Für den Moment kann ich nur mein Bedauern darüber ausdrücken, daß Du in einer Leseflaute steckst. Wir alle kennen diese Situation, die auf der anderen (also des Schreibers) Seite wohl so etwas wie eine Schreibhemmung sein dürfte. Da beginnt man Bücher, die man sich schon länger einmal vornehmen wollte und legt sie nach wenigen Seiten wieder ins Regal …
Vor allem aber ärgert's mich für Dich, daß es gerade bei diesem Roman eintritt, der nämlich für mich einer meiner persönlichen Höhepunkte des bisherigen Lesejahres darstellt. Ich habe es als hochspannend empfunden (Begründung dazu siehe oben in der Rezension) und würde auch Dir dieses Erlebnis gönnen.

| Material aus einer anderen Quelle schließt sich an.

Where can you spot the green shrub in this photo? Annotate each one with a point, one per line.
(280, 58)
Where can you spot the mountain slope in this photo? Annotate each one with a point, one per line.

Das klingt jetzt fast so, als würde ich Dir den Schwarzen Peter zuschieben wollen … nein, das ist natürlich nicht der Fall. Es ist einfach nicht jedes Buch für jeden Menschen in jedem Moment geeignet. Vielleicht fühlst Du Dich nur vom aktuellen Trubel um den Roman noch genervt, auch das ist möglich. In diesem Fall empfehle ich Dir: Laß' es momentan sein, wende Dich einer anderen Lektüre zu (vielleicht “The Girl Before”), und wenn Ragdoll dann als Taschenbuch erscheint, wird Deine Neugier wieder geweckt für den zweiten – erfolgreichen – Anlauf.